All of the circulation of blood and lymph through the spleen makes it a prime candidate for bleeding if injured. Of patients with traumatic injuries to multiple body systems, 10 to 12 percent have abdominal trauma. The liver and spleen are the two most commonly injured abdominal organs. Considering trauma is the fourth leading cause of death, that indicates a lot of ruptured spleens and livers.

Symptoms

In a trauma patient with injury to the abdomen, the most common symptoms of a ruptured spleen are pain and tenderness of the abdomen, particularly on the left upper quadrant. As blood enters the abdominal cavity, it can lead to a symptom known as referred pain. This is pain that the patient feels somewhere other than where the injury is located.

In the case of a ruptured spleen, the most common referred pain is felt in the left shoulder or left side of the chest wall.

Since the spleen is so rich with blood flow, bleeding from a rupture can be significant. If left untreated, bleeding from a ruptured spleen can very quickly lead to hypovolemia (when plasma portion of the blood is too low) and shock (a medical condition that decreases blood flow to the brain).

As the circulatory system struggles to get blood to important areas such as the brain, the patient can experience sweating, lightheadedness, fatigue, confusion, and eventually unconsciousness.

Causes

The most common cause of a ruptured spleen is blunt trauma to the abdomen, such as that experienced in a car crash or a fall from a significant height.

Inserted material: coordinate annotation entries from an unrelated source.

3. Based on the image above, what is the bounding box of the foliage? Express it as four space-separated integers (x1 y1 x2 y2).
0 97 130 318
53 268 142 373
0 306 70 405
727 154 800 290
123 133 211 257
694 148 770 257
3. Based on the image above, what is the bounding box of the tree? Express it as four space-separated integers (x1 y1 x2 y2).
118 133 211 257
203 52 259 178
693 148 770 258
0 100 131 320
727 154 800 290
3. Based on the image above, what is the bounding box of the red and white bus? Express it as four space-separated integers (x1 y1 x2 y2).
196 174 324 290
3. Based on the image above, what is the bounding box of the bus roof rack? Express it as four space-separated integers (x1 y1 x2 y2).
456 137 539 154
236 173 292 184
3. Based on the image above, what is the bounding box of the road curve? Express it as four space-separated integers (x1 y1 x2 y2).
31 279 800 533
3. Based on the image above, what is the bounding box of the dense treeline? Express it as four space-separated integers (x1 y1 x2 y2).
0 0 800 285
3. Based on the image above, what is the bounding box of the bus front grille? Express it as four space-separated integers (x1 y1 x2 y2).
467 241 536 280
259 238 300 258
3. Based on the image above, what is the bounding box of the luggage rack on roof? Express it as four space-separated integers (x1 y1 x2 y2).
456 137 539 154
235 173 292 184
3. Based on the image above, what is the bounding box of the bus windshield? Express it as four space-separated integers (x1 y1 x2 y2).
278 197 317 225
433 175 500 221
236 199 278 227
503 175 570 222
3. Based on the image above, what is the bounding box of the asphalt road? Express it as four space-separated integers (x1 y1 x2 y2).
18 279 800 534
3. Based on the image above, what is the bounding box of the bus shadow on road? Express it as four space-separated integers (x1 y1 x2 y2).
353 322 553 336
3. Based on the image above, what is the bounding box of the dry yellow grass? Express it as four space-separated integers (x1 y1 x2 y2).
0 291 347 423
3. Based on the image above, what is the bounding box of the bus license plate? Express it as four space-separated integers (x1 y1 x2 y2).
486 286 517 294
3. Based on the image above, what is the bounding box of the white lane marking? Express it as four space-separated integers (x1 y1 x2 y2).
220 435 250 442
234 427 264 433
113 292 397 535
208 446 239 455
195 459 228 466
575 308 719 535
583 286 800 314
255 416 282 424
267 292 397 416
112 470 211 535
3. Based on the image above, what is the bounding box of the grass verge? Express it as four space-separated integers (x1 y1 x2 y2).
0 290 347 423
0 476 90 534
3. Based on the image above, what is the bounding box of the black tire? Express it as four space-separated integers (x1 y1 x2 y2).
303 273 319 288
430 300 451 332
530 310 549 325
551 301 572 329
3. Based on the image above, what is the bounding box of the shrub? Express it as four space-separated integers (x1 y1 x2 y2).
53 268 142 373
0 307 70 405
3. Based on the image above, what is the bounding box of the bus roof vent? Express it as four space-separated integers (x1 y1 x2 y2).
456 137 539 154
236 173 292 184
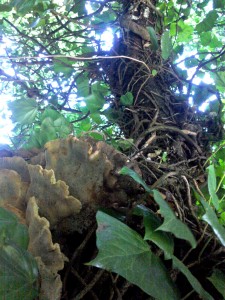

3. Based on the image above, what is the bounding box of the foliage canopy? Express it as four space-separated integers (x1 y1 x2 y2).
0 0 225 299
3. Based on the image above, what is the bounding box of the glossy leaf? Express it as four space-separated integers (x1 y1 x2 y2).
196 10 218 33
0 244 38 300
207 165 219 209
134 205 174 256
200 197 225 246
153 190 197 248
120 92 134 106
147 26 159 51
88 212 179 300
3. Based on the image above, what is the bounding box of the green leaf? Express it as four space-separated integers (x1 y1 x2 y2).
76 75 90 97
0 245 38 300
84 91 105 114
88 212 179 300
133 205 174 256
195 10 218 33
8 98 38 125
88 132 105 141
213 0 225 9
119 167 152 193
208 269 225 299
161 31 173 59
207 165 219 209
0 207 29 249
153 190 197 248
147 26 159 51
200 31 212 46
120 92 134 106
12 0 35 16
0 4 13 12
200 197 225 246
116 139 134 151
185 57 199 68
53 57 74 78
172 256 214 300
176 19 194 43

Blunt trauma is the type of trauma that does not directly penetrate the skin, like a stabbing or gunshot wound. Penetrating trauma is less common, but can also lead to a ruptured spleen.

In rare cases, a ruptured spleen can occur spontaneously without trauma. The spleen can become inflamed and enlarged from infection, cancer, or other diseases. The disease that is most often associated with a non-traumatic ruptured spleen is mononucleosis, even though the incidence of a ruptured spleen is only .1 percent of all cases of mononucleosis.

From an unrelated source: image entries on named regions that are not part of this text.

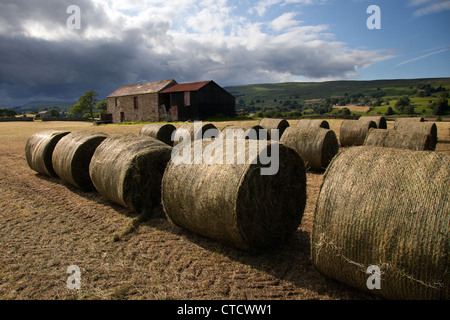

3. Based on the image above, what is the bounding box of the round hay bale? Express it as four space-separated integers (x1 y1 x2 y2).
280 127 339 171
25 130 70 177
89 134 172 215
297 119 330 129
162 139 306 251
359 116 387 129
364 129 436 151
397 121 438 150
173 122 220 147
394 117 425 130
221 125 269 140
339 120 377 147
52 131 107 191
139 123 177 146
259 118 290 138
311 147 450 300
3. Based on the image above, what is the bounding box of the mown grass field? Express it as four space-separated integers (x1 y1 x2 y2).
0 120 450 300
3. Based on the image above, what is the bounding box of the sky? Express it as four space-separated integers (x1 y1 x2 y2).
0 0 450 107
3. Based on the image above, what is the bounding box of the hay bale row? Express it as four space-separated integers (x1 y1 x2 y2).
364 129 436 151
139 123 177 147
52 131 107 191
259 118 290 139
162 139 306 251
297 119 330 129
339 120 377 147
25 130 70 177
397 121 438 150
173 122 220 147
221 125 270 140
280 127 339 171
311 147 450 300
394 117 425 130
359 116 387 129
89 134 172 215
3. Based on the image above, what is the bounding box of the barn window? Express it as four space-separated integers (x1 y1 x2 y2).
184 91 191 106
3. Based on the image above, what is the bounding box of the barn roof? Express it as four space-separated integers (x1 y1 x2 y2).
108 79 177 98
161 80 212 93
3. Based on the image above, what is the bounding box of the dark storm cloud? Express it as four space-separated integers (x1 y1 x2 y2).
0 0 390 106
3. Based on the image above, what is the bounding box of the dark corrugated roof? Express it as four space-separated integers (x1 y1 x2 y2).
161 80 211 93
108 79 177 98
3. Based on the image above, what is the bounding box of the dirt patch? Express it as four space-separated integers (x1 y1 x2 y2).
0 122 449 300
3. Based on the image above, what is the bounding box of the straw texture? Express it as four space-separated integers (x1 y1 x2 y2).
139 123 177 146
359 116 387 129
173 122 220 147
52 131 107 191
221 125 269 140
162 139 306 251
364 129 436 151
397 121 438 150
394 117 425 130
280 127 339 171
311 147 450 299
25 130 70 177
259 118 290 138
297 119 330 129
89 134 172 215
339 120 377 147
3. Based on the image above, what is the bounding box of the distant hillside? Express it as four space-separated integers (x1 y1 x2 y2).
225 78 450 111
13 101 77 113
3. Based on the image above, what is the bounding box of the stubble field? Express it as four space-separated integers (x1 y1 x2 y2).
0 120 450 300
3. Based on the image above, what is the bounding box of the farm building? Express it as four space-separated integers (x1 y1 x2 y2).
107 79 177 123
107 79 236 123
161 81 236 121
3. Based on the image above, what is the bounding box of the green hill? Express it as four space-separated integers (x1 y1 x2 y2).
225 78 450 113
13 101 76 113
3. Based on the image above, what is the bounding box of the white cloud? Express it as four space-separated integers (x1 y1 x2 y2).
409 0 450 17
0 0 390 105
270 12 301 31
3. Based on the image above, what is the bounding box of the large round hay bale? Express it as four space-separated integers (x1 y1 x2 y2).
25 130 70 177
397 121 438 150
394 117 425 130
311 147 450 300
139 123 177 146
259 118 290 139
162 139 306 251
280 127 339 171
359 116 387 129
89 134 172 215
173 122 220 147
297 119 330 129
52 131 107 191
221 125 269 140
364 129 436 151
339 120 377 147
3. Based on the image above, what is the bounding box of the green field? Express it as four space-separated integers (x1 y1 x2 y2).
225 78 450 115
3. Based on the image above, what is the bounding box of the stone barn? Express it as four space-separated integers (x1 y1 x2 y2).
161 81 236 121
107 79 177 123
107 79 236 123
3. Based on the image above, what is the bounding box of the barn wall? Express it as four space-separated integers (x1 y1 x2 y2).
165 82 236 121
107 93 160 123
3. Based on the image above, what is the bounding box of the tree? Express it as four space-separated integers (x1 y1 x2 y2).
395 97 411 113
48 108 61 118
431 92 449 116
385 107 394 116
70 90 98 120
96 100 108 114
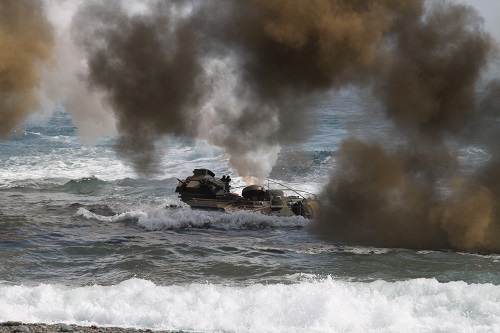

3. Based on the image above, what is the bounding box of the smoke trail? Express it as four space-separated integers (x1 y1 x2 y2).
70 0 419 177
0 0 53 138
69 0 500 251
317 2 500 251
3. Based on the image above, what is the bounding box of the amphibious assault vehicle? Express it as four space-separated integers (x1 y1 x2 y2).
175 169 320 219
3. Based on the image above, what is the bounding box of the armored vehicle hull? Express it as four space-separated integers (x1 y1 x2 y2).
175 169 320 219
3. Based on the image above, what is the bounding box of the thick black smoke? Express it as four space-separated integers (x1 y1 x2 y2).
312 2 500 251
4 0 500 251
73 0 419 177
0 0 53 139
73 0 500 251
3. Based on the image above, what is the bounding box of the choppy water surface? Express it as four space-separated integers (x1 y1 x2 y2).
0 92 500 332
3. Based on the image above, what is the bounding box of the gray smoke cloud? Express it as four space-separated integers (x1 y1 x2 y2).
73 0 414 177
0 0 53 139
317 2 500 251
0 0 500 251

Malaria is another infectious disease associated with ruptured spleen. Other than the lack of a trauma history, the symptoms of a spontaneously ruptured spleen are similar to those caused by injury.

Diagnosis

A strong clinical assessment with a focused history, a mechanism of injury, and physical exam may provide a high index of suspicion for diagnosis, but a ruptured spleen can't always be ruled out from just a clinical assessment. Ultrasound is an option but still cannot rule out a ruptured spleen adequately.

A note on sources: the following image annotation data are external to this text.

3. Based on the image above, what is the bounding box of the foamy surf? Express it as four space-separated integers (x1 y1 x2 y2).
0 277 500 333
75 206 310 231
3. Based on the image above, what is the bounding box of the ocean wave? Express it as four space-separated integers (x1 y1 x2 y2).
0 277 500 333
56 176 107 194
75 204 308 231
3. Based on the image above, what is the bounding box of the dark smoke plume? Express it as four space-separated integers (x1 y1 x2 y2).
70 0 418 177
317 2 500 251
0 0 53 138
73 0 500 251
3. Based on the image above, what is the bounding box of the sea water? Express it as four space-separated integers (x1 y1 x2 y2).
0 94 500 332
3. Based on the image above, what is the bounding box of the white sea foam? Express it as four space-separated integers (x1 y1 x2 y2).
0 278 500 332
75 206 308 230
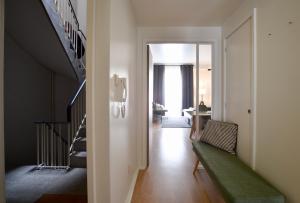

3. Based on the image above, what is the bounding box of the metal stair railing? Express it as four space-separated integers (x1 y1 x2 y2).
35 121 70 169
53 0 86 70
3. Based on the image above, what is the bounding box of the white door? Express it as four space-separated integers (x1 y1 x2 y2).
225 19 252 165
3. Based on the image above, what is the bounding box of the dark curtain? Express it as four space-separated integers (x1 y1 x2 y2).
153 65 165 105
180 65 194 109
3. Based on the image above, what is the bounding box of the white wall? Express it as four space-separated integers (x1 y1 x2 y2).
86 0 110 203
223 0 300 203
87 0 137 203
136 27 222 168
148 47 154 125
110 0 137 203
0 0 5 203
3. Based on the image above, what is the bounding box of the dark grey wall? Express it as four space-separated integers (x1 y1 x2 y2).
54 74 79 121
4 33 78 169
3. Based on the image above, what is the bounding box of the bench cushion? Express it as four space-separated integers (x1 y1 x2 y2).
193 141 285 203
200 120 238 154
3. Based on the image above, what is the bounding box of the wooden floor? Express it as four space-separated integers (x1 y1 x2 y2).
132 124 224 203
36 194 87 203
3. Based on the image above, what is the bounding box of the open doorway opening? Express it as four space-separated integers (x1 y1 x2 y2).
148 43 213 163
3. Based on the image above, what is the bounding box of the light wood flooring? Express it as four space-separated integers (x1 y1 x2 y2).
132 124 224 203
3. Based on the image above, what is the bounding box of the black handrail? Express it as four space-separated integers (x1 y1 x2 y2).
69 0 80 26
34 121 68 145
67 79 86 122
78 29 86 40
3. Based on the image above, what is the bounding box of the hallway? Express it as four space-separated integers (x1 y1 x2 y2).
132 125 223 203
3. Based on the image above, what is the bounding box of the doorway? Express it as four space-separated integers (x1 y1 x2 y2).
147 43 213 165
225 18 253 165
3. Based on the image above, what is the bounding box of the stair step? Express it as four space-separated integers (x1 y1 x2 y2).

If available, a CT scan is the best option for evaluating the abdomen and diagnosing a ruptured spleen. CT scans can detect as little as 100 cubic centimeters of blood in the abdomen, an amount similar to about one-third of a can of soda.

Treatment

Non-surgical management of ruptured spleen is the primary option for treatment as long as the patient's blood pressure is stable and there is not severe bleeding. Close monitoring, bed rest, and blood pressure control are used to give the spleen time to heal. For patients that come to the hospital with stable blood pressures, non-surgical treatment is very successful.

Some hospitals may try interventional radiological treatment for ruptured spleens. This is a relatively recent option and is not always available.

Depending on the severity of the ruptured spleen and how stable the blood pressure is, the patient may have to have surgery. The surgeon will focus on repairing the spleen if possible, however part or all of the spleen may have to be removed (called a splenectomy). If the spleen is removed, the patient may have to take a series of vaccinations to boost immune function after surgery.

A Word From Verywell

A ruptured spleen is a serious condition whether it comes from trauma or not. If you have left shoulder pain following an injury to the abdomen—especially if there wasn't any trauma to the shoulder—be sure to seek emergency medical care. And if there's no trauma at all, you should always see a doctor for chest pain or left shoulder pain.

The most important treatment for a ruptured spleen is an early diagnosis. Whether the ruptured spleen is going to be treated with or without surgery, the earlier that decision can be made the better.